When the assumption that ${\displaystyle \varepsilon }$ is normally distributed fails to hold, then a functional form misspecification issue arises: if the model is still estimated as a probit model, the estimators of the coefficients ${\displaystyle \beta }$ are inconsistent. For instance, if ${\displaystyle \varepsilon }$ follows a logistic distribution in the true model, but the model is estimated by probit, the estimates will be generally smaller than the true value. However, the inconsistency of the coefficient estimates is practically irrelevant because the estimates for the partial effects, ${\displaystyle \partial P(y=1\mid x)/\partial x_{i'}}$, will be close to the estimates given by the true logit model.[3]

To avoid the issue of distribution misspecification, one may adopt a general distribution assumption for the error term, such that many different types of distribution can be included in the model. The cost is heavier computation and lower accuracy for the increase of the number of parameter.[4] In most of the cases in practice where the distribution form is misspecified, the estimators for the coefficients are inconsistent, but estimators for the conditional probability and the partial effects are still very good.[citation needed]

## History

The probit model is usually credited to Chester Bliss, who coined the term "probit" in 1934,[5] and to John Gaddum (1933), who systematized earlier work.[6] However, the basic model dates to the Weber–Fechner law by Gustav Fechner, published in Fechner (1860), and was repeatedly rediscovered until the 1930s; see Finney (1971, Chapter 3.6) and Aitchison & Brown (1957, Chapter 1.2).[6]

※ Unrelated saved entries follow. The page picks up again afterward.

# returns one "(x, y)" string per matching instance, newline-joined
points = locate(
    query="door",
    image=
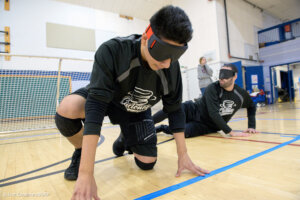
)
(239, 80)
(254, 78)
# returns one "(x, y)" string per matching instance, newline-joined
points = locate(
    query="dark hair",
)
(232, 66)
(172, 23)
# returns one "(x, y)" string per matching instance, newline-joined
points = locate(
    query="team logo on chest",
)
(227, 107)
(138, 100)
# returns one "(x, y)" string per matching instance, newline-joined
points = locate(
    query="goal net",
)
(32, 87)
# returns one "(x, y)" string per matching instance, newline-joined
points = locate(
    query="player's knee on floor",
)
(144, 166)
(67, 127)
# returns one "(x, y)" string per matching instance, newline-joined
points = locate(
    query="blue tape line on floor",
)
(215, 172)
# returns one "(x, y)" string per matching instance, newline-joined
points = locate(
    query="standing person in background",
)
(204, 74)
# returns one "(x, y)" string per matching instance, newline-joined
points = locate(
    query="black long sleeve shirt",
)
(217, 106)
(121, 77)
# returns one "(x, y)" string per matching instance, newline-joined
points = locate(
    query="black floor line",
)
(56, 172)
(45, 167)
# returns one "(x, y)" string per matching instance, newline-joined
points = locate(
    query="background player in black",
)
(130, 75)
(211, 113)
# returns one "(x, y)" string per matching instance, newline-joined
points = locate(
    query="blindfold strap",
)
(226, 73)
(161, 50)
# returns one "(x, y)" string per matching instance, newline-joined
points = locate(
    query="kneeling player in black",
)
(130, 75)
(219, 103)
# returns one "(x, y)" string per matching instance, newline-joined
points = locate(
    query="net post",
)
(58, 83)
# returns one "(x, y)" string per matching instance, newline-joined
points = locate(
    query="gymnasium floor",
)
(262, 166)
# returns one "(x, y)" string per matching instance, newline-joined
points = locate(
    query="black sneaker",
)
(163, 128)
(119, 146)
(71, 172)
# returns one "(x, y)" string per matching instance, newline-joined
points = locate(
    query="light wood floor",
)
(32, 164)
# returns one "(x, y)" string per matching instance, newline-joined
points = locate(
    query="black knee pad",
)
(144, 166)
(67, 127)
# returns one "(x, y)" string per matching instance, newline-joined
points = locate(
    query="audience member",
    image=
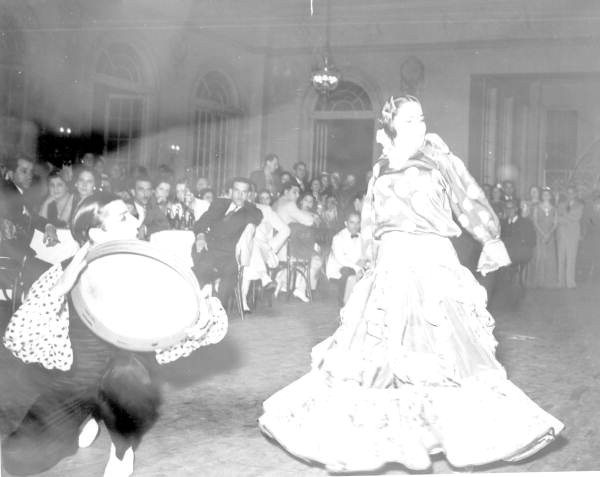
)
(300, 176)
(545, 220)
(568, 233)
(268, 177)
(346, 260)
(217, 233)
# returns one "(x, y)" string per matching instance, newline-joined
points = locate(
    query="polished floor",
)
(548, 343)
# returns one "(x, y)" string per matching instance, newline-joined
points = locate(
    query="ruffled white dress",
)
(411, 371)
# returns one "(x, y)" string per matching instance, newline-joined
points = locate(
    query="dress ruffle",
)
(410, 372)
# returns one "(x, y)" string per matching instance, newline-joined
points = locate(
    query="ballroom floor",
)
(549, 344)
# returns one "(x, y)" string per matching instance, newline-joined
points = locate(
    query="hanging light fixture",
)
(326, 77)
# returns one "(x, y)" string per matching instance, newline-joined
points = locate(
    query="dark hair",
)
(144, 178)
(87, 215)
(390, 110)
(270, 157)
(241, 180)
(56, 173)
(13, 160)
(288, 186)
(298, 164)
(351, 213)
(205, 191)
(303, 195)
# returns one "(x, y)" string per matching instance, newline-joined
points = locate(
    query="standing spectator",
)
(591, 239)
(568, 233)
(300, 176)
(57, 207)
(497, 201)
(201, 185)
(268, 177)
(509, 190)
(349, 190)
(19, 220)
(519, 237)
(217, 233)
(325, 184)
(545, 219)
(346, 260)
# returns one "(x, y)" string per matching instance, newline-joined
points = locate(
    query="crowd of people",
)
(410, 371)
(553, 235)
(271, 199)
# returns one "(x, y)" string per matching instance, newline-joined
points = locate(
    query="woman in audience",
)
(57, 207)
(270, 236)
(545, 220)
(411, 371)
(206, 194)
(568, 233)
(85, 185)
(497, 201)
(84, 374)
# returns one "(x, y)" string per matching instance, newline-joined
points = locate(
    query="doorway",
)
(348, 146)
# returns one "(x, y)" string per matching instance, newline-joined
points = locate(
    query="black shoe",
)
(270, 287)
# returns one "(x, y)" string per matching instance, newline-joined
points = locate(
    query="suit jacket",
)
(12, 207)
(223, 232)
(519, 238)
(260, 181)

A fast method for computing maximum likelihood estimates for the probit model was proposed by Ronald Fisher as an appendix to Bliss' work in 1935.[7]

## References

1. ^ Oxford English Dictionary, 3rd ed. s.v. probit (article dated June 2007): Bliss, C. I. (1934). "The Method of Probits". Science. 79 (2037): 38–39. doi:10.1126/science.79.2037.38. PMID 17813446. These arbitrary probability units have been called ‘probits’.
2. ^ Ordinal probit regression model UCLA Academic Technology Services http://www.ats.ucla.edu/stat/stata/dae/ologit.htm
3. ^ Greene, W. H. (2003), Econometric Analysis , Prentice Hall, Upper Saddle River, NJ.
4. ^ For more details, refer to: Cappé, O., Moulines, E. and Ryden, T. (2005): “Inference in Hidden Markov Models”, Springer-Verlag New York, Chapter 2.
5. ^ Bliss, C. I. (1934). "The Method of Probits". Science. 79 (2037): 38–39. doi:10.1126/science.79.2037.38. PMID 17813446.
6. ^ a b Cramer 2002, p. 7.
7. ^ Fisher, R. A. (1935). "The Case of Zero Survivors in Probit Assays". Annals of Applied Biology. 22: 164–165. doi:10.1111/j.1744-7348.1935.tb07713.x. Archived from the original on 2014-04-30.